OP, the reason that I said that it needs a GFCI is that you said it now makes you nervous. And, not knowing where the line is, how deep it is, and whether or not it is in conduit, you should be somewhat nervous, particularly when planting flower or bushes, or otherwise digging in your yard. But this is your home, your castle, and it is the last place on earth that you should feel nervous about your environment. So no, as far as am concerned, it is not imperative that you provide GFCI protection. On the other hand, if you were to do so, and were to subsequently contact the line with a shovel, or whatever, the worst case scenario would be that the GFCI would trip, and the line would need to be repaired or replaced.


----------



## Startingover (Apr 18, 2012)

I'm more relaxed in the house, after a month, and figuring out all the switches and things. Plus, painting has given me an up close encounter with the house.

GFI's will be at the top of my list for an electrician.

Great idea about a radio (& no batteries) to check breakers.

All you people here are great!!!


----------



## biggles (Jan 1, 2008)

remove the bulb check the rating...or tonight shut all you breakers of one at a time(go into the refirg and turn it off)with somebody out side to yell out when it goes off...turn the refrig back on after the test...


----------



## Startingover (Apr 18, 2012)

I started to do this and got interrupted but so far, no luck. Will finish the task soon. None of the breakers are labels 'lamp post' but many are labeled 'lights'.

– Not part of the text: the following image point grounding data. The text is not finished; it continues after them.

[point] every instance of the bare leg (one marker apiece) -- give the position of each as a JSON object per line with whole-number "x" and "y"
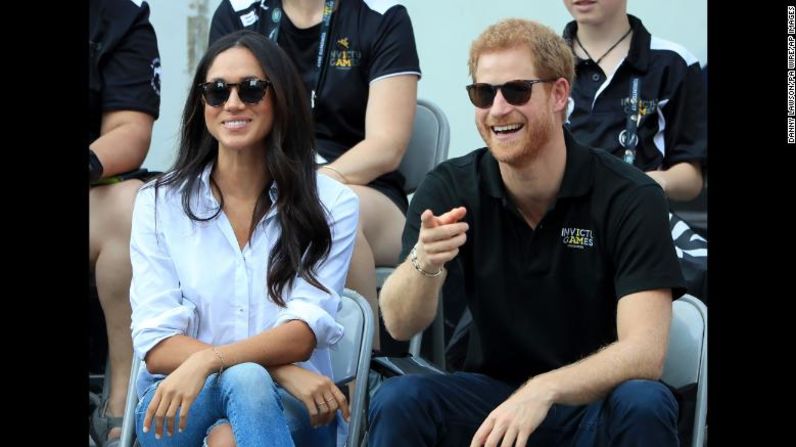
{"x": 221, "y": 436}
{"x": 110, "y": 219}
{"x": 378, "y": 243}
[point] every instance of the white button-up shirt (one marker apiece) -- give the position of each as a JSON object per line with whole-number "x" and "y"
{"x": 192, "y": 278}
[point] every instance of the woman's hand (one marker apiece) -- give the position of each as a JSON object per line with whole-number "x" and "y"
{"x": 178, "y": 391}
{"x": 318, "y": 393}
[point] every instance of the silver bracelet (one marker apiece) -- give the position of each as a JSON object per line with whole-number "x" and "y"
{"x": 416, "y": 264}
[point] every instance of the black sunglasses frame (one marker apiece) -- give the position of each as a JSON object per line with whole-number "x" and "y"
{"x": 516, "y": 93}
{"x": 250, "y": 91}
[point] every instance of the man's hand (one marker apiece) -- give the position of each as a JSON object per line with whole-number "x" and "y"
{"x": 440, "y": 238}
{"x": 514, "y": 420}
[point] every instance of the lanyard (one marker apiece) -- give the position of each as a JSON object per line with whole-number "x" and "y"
{"x": 326, "y": 22}
{"x": 633, "y": 111}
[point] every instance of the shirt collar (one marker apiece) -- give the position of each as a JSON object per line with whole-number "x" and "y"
{"x": 206, "y": 192}
{"x": 578, "y": 173}
{"x": 637, "y": 56}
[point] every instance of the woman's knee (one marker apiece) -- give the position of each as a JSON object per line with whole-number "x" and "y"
{"x": 221, "y": 435}
{"x": 248, "y": 382}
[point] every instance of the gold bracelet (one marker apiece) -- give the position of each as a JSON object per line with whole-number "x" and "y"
{"x": 416, "y": 264}
{"x": 345, "y": 179}
{"x": 220, "y": 358}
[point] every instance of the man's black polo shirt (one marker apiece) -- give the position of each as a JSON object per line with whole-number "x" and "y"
{"x": 673, "y": 126}
{"x": 545, "y": 298}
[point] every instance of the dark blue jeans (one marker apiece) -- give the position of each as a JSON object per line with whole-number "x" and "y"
{"x": 447, "y": 409}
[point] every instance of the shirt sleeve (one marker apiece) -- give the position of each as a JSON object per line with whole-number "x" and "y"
{"x": 159, "y": 309}
{"x": 225, "y": 20}
{"x": 315, "y": 307}
{"x": 685, "y": 118}
{"x": 642, "y": 245}
{"x": 131, "y": 73}
{"x": 394, "y": 50}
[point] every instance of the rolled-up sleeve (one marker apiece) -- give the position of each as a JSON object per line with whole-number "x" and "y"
{"x": 312, "y": 305}
{"x": 159, "y": 310}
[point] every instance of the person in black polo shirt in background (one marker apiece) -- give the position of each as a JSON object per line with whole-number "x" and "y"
{"x": 565, "y": 258}
{"x": 124, "y": 100}
{"x": 359, "y": 63}
{"x": 642, "y": 99}
{"x": 665, "y": 132}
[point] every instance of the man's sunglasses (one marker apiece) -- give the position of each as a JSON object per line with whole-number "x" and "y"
{"x": 516, "y": 92}
{"x": 250, "y": 91}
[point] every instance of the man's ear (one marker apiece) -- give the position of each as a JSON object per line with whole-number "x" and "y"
{"x": 559, "y": 94}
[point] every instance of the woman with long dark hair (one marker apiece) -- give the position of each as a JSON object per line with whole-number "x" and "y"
{"x": 239, "y": 254}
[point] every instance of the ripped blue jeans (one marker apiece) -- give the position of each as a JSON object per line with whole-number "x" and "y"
{"x": 245, "y": 396}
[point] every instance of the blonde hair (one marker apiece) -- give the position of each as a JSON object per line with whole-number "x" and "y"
{"x": 552, "y": 57}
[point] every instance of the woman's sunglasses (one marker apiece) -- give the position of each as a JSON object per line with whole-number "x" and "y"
{"x": 516, "y": 92}
{"x": 250, "y": 91}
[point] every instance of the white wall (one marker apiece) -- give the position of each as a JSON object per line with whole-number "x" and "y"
{"x": 444, "y": 30}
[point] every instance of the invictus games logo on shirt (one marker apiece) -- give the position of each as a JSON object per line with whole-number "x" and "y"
{"x": 342, "y": 57}
{"x": 577, "y": 237}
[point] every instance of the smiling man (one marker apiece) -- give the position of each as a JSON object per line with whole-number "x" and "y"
{"x": 566, "y": 260}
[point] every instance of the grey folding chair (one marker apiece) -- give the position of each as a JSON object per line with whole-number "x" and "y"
{"x": 427, "y": 148}
{"x": 687, "y": 357}
{"x": 350, "y": 360}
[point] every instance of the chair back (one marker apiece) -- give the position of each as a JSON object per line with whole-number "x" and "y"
{"x": 428, "y": 145}
{"x": 351, "y": 358}
{"x": 687, "y": 355}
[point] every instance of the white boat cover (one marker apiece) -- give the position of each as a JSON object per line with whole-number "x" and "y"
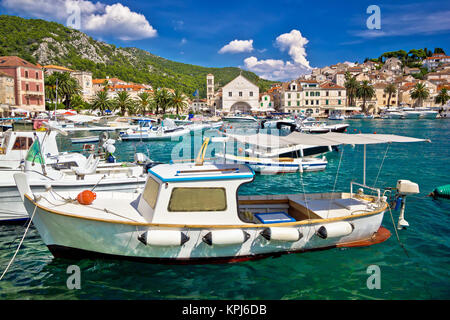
{"x": 326, "y": 139}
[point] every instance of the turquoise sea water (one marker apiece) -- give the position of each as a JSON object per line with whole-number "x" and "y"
{"x": 330, "y": 274}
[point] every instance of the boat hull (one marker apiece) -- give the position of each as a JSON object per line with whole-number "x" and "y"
{"x": 16, "y": 212}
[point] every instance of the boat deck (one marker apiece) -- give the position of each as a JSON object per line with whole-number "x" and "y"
{"x": 124, "y": 209}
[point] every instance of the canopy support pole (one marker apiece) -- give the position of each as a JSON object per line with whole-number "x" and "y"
{"x": 364, "y": 166}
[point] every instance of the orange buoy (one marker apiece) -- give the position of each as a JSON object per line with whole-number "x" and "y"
{"x": 86, "y": 197}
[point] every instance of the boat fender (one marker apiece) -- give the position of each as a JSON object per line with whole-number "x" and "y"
{"x": 225, "y": 237}
{"x": 163, "y": 238}
{"x": 336, "y": 229}
{"x": 86, "y": 197}
{"x": 281, "y": 234}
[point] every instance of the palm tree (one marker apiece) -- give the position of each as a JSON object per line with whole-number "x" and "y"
{"x": 351, "y": 85}
{"x": 442, "y": 97}
{"x": 178, "y": 100}
{"x": 67, "y": 87}
{"x": 365, "y": 92}
{"x": 162, "y": 99}
{"x": 143, "y": 102}
{"x": 420, "y": 93}
{"x": 123, "y": 102}
{"x": 102, "y": 102}
{"x": 390, "y": 90}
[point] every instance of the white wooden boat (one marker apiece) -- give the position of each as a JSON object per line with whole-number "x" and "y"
{"x": 192, "y": 213}
{"x": 276, "y": 165}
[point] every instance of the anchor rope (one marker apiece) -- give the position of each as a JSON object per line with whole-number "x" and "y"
{"x": 20, "y": 244}
{"x": 335, "y": 180}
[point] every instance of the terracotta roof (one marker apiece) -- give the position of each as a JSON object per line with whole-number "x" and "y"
{"x": 13, "y": 61}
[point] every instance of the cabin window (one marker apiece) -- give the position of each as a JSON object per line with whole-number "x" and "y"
{"x": 197, "y": 199}
{"x": 22, "y": 143}
{"x": 150, "y": 193}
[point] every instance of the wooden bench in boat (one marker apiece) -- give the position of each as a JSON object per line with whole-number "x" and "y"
{"x": 329, "y": 208}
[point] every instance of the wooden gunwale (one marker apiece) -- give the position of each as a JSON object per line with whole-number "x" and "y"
{"x": 206, "y": 226}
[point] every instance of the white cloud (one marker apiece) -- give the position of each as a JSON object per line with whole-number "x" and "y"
{"x": 272, "y": 69}
{"x": 237, "y": 46}
{"x": 97, "y": 18}
{"x": 294, "y": 43}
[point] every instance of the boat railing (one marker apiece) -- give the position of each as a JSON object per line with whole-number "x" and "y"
{"x": 364, "y": 186}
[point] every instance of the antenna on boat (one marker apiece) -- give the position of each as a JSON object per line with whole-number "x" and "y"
{"x": 201, "y": 153}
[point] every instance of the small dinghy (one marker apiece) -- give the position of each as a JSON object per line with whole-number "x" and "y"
{"x": 192, "y": 213}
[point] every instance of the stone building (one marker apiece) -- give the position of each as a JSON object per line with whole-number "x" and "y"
{"x": 240, "y": 95}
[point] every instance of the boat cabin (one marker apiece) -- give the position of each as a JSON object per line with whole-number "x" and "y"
{"x": 190, "y": 194}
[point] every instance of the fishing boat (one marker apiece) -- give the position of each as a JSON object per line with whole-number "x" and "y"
{"x": 193, "y": 213}
{"x": 44, "y": 165}
{"x": 85, "y": 139}
{"x": 262, "y": 162}
{"x": 307, "y": 125}
{"x": 276, "y": 165}
{"x": 427, "y": 113}
{"x": 359, "y": 115}
{"x": 14, "y": 147}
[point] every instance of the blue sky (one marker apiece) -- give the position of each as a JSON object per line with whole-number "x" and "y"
{"x": 275, "y": 39}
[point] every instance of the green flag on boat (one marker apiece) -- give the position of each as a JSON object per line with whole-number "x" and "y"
{"x": 34, "y": 153}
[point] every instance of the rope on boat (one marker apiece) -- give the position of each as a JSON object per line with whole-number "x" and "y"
{"x": 335, "y": 180}
{"x": 20, "y": 244}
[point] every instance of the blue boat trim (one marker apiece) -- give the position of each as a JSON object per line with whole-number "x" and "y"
{"x": 247, "y": 176}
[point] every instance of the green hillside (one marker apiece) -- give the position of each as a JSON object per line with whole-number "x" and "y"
{"x": 44, "y": 42}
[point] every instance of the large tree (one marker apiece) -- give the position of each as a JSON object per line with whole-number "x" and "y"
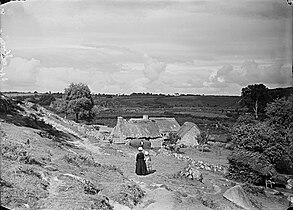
{"x": 264, "y": 149}
{"x": 255, "y": 98}
{"x": 78, "y": 99}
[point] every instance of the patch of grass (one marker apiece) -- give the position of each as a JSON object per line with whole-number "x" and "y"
{"x": 81, "y": 160}
{"x": 129, "y": 195}
{"x": 17, "y": 152}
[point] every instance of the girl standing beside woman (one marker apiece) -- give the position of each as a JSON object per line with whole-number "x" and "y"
{"x": 141, "y": 168}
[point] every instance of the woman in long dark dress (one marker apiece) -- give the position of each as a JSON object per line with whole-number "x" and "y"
{"x": 141, "y": 168}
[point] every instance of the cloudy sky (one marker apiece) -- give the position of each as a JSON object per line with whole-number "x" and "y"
{"x": 159, "y": 46}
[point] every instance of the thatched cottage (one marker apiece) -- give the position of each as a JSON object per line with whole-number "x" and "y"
{"x": 188, "y": 134}
{"x": 151, "y": 129}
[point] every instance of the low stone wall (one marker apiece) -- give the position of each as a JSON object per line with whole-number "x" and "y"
{"x": 197, "y": 164}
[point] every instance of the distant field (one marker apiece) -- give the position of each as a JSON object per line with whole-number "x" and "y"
{"x": 179, "y": 101}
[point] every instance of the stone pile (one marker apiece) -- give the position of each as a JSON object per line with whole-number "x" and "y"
{"x": 191, "y": 173}
{"x": 197, "y": 164}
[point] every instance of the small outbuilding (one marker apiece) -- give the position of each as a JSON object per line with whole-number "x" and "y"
{"x": 188, "y": 134}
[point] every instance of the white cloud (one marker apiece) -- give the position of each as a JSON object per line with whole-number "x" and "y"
{"x": 22, "y": 72}
{"x": 153, "y": 68}
{"x": 276, "y": 74}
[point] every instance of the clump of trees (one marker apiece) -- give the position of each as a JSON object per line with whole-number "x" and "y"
{"x": 263, "y": 149}
{"x": 77, "y": 100}
{"x": 255, "y": 98}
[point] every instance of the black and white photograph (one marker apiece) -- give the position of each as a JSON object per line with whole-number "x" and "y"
{"x": 146, "y": 105}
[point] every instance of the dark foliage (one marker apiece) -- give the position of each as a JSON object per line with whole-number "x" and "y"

And, for the first time I can see the benefit of flood lights. Got home late and had to take the trash out and it was so dark and my yard is full of trees. After turning the flood lights on I felt immensely safer.


----------



## EdLank (Apr 23, 2010)

No mention was made about the bulb(s) type. If 120V then it is not a simple solar. To be solar, it has to have a photovoltaic cell to convert sunlight into electricity. If none is there, it is wired. What voltage is the bulb? If less than 120V, and not solar, it needs a transformer. You could look for that, or a wire exiting the basement or crawl space, below ground level.


----------



## neeraj77 (Jul 10, 2012)

Startingover said:


> canarywood and Joe,
> 
> Thank you.
> 
> Is it likely that any wires would be on the side of the lamp post facing the house? Are they inside of PVC or something protective, so that if I dig gently I won't disturb them (or get shocked)?



Hi Startingover, 
I am 100% agree with you. Same thing hit in my mind.


----------